I ended up going to the Apple store (lesson learned: get an appointment. The schedule looks empty during the day, but fills up after work) and getting them to restore my iPod. But then when I got back home and tried to load it up with music again, it wouldn't work. It kept freezing only a few songs in (e.g. 20 or 30 songs into my nearly-5,000 song playlist), then telling me it couldn't load the song in question because of an "unspecified error" (with error codes 0xE800801C, 0xE800400C, or 0xE800400B), then telling me it couldn't read the disk of the iPod. I set about removing variables, but the best I could get it to do is load 48 songs by a single artist, which completely defeats the purpose of an iPod. I tried restoring an older backup of the iPod, but it froze around 85% of the way in. The iTunes diagnostic said that iTunes Helper was not running, despite the fact that I've never disabled it on this computer. Restarting and reinstalling iTunes didn't help. Googling around the problem, I found suggestions to disable certain USB controllers in the Device Manager, but that only made my USB ports stop working. Another googled-up suggestion was that my music might not me loading because my iPod was restored on a Mac at the Apple store and I have a PC at home, so I held my breath and restored it again. And, once again, was faced with error code 6. I think this is the point where I broke out the wine.

With visions of having to schlep back to the Apple store with my oversized PC laptop in tow and insisting that they get my iPod to sync MY music, I finally remembered that the beginning of these problems correlated with a large Windows update. So I went back into Windows Update and uninstalled recent updates one by one, trying to restore the iPod in between. After I removed Service Pack 1, my iPod finally restored successfully, and allowed me to reload all my songs by restoring a previous backup.

The next logical step would be to disable automatic syncing in iTunes and then reinstall the service pack, but I haven't gotten there yet.

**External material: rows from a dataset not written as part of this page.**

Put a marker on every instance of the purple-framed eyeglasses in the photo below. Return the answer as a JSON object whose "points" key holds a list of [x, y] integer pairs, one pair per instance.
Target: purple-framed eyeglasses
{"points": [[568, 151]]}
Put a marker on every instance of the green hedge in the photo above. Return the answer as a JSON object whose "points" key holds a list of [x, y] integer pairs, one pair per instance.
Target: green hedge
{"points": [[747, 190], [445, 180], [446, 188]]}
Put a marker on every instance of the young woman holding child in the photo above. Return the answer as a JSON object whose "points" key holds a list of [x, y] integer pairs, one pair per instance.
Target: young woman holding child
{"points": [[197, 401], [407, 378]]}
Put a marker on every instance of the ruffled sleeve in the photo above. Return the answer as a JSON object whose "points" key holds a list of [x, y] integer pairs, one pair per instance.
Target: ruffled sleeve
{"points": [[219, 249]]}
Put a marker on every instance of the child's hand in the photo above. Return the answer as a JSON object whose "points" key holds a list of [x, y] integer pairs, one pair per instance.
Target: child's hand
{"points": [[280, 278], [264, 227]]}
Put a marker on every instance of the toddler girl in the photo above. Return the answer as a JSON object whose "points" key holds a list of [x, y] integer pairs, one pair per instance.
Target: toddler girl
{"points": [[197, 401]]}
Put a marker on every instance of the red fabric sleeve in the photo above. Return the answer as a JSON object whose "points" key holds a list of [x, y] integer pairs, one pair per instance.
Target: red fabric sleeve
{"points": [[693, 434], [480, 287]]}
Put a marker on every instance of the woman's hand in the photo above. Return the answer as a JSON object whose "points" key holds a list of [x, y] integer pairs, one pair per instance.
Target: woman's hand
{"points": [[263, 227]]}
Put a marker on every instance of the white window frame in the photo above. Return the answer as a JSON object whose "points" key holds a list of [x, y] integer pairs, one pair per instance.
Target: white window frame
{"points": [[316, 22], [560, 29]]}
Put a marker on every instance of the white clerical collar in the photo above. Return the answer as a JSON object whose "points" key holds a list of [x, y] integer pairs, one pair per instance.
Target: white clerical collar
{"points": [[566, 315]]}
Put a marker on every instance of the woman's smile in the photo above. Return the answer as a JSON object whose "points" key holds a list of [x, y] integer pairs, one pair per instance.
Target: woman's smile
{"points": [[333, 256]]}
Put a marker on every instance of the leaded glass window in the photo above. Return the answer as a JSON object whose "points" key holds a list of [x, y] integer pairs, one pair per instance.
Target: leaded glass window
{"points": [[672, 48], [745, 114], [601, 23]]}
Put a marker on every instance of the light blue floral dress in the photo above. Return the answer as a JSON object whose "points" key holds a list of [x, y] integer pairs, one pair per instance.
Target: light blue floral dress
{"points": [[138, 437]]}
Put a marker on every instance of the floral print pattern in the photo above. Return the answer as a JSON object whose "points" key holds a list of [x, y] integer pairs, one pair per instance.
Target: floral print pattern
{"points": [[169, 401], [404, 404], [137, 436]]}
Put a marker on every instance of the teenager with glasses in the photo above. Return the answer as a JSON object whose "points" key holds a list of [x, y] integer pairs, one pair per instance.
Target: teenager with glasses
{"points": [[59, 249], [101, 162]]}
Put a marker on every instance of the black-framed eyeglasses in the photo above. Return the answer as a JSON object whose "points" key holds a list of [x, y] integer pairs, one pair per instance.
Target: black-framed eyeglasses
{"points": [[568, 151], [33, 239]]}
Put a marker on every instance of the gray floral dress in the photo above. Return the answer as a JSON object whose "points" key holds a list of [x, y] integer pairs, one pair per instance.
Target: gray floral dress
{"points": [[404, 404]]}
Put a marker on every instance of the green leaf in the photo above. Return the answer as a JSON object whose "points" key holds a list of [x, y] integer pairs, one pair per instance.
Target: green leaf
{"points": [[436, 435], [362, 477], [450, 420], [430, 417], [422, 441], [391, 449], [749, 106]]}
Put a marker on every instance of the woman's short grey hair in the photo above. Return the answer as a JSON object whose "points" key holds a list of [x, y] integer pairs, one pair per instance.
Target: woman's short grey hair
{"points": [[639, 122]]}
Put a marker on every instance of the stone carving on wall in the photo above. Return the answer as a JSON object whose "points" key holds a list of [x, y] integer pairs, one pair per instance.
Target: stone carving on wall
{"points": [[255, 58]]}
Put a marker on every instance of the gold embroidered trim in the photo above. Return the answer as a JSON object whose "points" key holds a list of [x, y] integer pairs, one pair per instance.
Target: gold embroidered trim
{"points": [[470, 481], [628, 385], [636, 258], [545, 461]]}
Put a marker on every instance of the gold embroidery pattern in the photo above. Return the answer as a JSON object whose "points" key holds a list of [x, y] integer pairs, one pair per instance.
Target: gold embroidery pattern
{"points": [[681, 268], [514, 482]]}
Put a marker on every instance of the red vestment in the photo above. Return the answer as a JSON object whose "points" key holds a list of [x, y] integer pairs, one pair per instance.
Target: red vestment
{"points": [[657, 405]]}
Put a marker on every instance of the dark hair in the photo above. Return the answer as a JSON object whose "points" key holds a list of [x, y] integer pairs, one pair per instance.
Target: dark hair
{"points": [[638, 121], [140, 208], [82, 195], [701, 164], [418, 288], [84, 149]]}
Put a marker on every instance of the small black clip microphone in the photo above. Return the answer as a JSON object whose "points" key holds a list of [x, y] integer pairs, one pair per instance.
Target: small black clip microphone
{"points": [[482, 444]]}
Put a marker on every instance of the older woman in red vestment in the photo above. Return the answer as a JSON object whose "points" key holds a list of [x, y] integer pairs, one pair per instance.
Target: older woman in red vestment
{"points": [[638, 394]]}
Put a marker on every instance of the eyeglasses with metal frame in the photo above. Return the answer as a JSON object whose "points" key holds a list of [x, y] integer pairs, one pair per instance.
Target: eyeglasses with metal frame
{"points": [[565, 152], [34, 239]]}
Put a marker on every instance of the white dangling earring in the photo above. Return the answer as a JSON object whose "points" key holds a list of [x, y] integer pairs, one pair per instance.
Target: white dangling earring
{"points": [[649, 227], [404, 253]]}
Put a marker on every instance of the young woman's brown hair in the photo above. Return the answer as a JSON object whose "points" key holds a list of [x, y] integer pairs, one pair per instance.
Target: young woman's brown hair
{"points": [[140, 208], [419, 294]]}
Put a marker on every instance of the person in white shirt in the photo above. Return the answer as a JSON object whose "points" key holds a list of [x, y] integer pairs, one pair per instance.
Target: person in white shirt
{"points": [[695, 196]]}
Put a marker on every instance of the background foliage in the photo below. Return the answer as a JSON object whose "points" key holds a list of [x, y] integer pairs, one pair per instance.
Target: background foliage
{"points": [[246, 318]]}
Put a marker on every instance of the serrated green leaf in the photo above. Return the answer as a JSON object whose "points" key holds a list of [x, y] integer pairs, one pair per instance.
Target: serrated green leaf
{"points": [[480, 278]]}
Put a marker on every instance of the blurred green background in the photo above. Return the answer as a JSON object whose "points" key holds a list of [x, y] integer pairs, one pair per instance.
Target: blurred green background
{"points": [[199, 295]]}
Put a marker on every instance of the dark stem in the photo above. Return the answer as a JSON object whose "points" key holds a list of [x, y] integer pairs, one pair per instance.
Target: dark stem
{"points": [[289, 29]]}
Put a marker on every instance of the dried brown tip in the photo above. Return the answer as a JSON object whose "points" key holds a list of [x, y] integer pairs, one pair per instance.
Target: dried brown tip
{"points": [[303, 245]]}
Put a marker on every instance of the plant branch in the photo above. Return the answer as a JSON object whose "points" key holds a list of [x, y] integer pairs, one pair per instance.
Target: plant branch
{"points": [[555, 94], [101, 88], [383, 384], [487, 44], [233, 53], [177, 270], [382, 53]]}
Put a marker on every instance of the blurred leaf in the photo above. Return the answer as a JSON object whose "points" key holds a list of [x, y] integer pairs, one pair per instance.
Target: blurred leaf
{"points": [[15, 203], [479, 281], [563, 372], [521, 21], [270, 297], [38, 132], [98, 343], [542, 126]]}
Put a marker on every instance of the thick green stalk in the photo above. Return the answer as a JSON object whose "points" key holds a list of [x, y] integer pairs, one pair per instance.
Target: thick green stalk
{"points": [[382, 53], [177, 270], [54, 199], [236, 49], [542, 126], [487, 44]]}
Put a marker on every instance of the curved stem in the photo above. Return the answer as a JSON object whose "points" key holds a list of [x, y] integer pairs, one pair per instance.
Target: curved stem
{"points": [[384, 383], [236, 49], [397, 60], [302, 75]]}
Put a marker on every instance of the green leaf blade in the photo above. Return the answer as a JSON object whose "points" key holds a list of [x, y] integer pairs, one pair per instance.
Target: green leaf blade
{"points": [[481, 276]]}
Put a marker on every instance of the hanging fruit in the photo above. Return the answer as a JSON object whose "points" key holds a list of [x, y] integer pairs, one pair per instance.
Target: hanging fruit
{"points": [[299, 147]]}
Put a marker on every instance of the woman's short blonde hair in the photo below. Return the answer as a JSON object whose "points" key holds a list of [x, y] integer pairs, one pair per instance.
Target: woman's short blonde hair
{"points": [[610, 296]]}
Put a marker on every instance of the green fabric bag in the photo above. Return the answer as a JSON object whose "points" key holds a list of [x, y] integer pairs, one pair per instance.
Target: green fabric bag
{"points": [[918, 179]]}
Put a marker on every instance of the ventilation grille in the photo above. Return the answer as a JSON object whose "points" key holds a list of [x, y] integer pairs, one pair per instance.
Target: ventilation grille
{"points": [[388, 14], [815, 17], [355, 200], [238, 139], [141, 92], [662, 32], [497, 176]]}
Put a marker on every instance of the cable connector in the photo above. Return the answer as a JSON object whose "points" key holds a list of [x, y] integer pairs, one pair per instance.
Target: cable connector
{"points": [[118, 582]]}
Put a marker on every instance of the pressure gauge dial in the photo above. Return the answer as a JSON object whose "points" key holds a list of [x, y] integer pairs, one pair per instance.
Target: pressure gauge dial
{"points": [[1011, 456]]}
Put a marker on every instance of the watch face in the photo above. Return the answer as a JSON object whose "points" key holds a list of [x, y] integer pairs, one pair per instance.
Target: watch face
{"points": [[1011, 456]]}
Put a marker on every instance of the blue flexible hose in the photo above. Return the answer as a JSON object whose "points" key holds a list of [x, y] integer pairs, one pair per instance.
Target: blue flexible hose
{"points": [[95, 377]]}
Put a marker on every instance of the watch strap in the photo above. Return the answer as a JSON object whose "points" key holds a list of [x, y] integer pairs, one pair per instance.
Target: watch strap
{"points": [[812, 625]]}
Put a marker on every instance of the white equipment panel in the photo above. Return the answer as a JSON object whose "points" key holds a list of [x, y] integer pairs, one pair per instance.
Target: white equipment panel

In general, this little iPod has given me more trouble than any other piece of technology I've ever used in the past 30 years. But I suspect this problem might have been with the service pack, because of two other things that happened at the same time.

1. Sims 3 had an update while all this was going on, so I installed it, but the installer crashed just before it finished. I was caught in limbo between the old version and the new version, and had to reinstall the game from scratch.

2. Before I uninstalled the service pack, I tried to do a system restore. That didn't work either due to "an unspecified error (0x80070005)."

I can't be certain that these two problems were due to the service pack because I didn't troubleshoot thoroughly enough to eliminate variables, but as it stands I'm hesitant to reinstall the service pack. At the moment I'm just glad my ipod works (I get edgy and stimmy without music in my ears, and having to go to sensory-overload places like malls and Apple stores makes it worse), but I'll update if I figure out anything new.